Sometimes protection is afforded by regulation but it mostly comes as an accidental afterthought.

In particular, the reader should be aware that the history of the licensing of physicians follows the pattern outlined above. There was no demand from the public for strict guidelines on who could or couldn’t be a physician.

The classically trained doctors decided they didn’t want to have to compete with everyone and got together and hatched the plot that resulted in the present rigid set of standards and licensing requirements for becoming a doctor.

There is no doubt that today’s procedure for becoming a physician produces excellent physician training, but it virtually closes any other path to becoming a physician. For example, it is extremely hard for a nurse to transition to becoming a doctor. Yet what better training ground is there to becoming a doctor than being a nurse.

What is so bad about licensing and regulation of business and professions?

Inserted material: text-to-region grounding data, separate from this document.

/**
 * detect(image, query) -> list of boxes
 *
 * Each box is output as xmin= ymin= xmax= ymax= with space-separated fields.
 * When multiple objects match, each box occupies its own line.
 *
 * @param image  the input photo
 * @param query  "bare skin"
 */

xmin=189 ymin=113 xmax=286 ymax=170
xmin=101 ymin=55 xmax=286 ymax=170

The quick answer is that it raises the cost to the consumer substantially and keeps people from earning a living. It does this all without doing much good for the public.

It is ironic that in New Smyrna one of the worst plumbers in town made it his personal business to see that no unlicensed plumbers were at work.

The next time you are flying at over 30,000 feet in the air, reflect on the fact that virtually none of the people involved in the design of that airplane or its’ electronics had a license to do so; if they did the license was irrelevant to their job.

I personally worked in electrical engineering for 35 years doing some pretty sophisticated work and have never had a license.

I observed that most of the people who did have professional engineering licenses were often not very good at what they did. On the basis of this I would say that licensing is totally irrelevant to the actual practice of engineering.

If licensing is irrelevant to engineering it is extremely tempting to say that it is irrelevant to virtually all professions and industries in real terms.

What this means is that if you have a difficult job to be done you still have to find out on your own who is the best person for the job.

The licenses and diplomas on the wall are no guarantee of quality.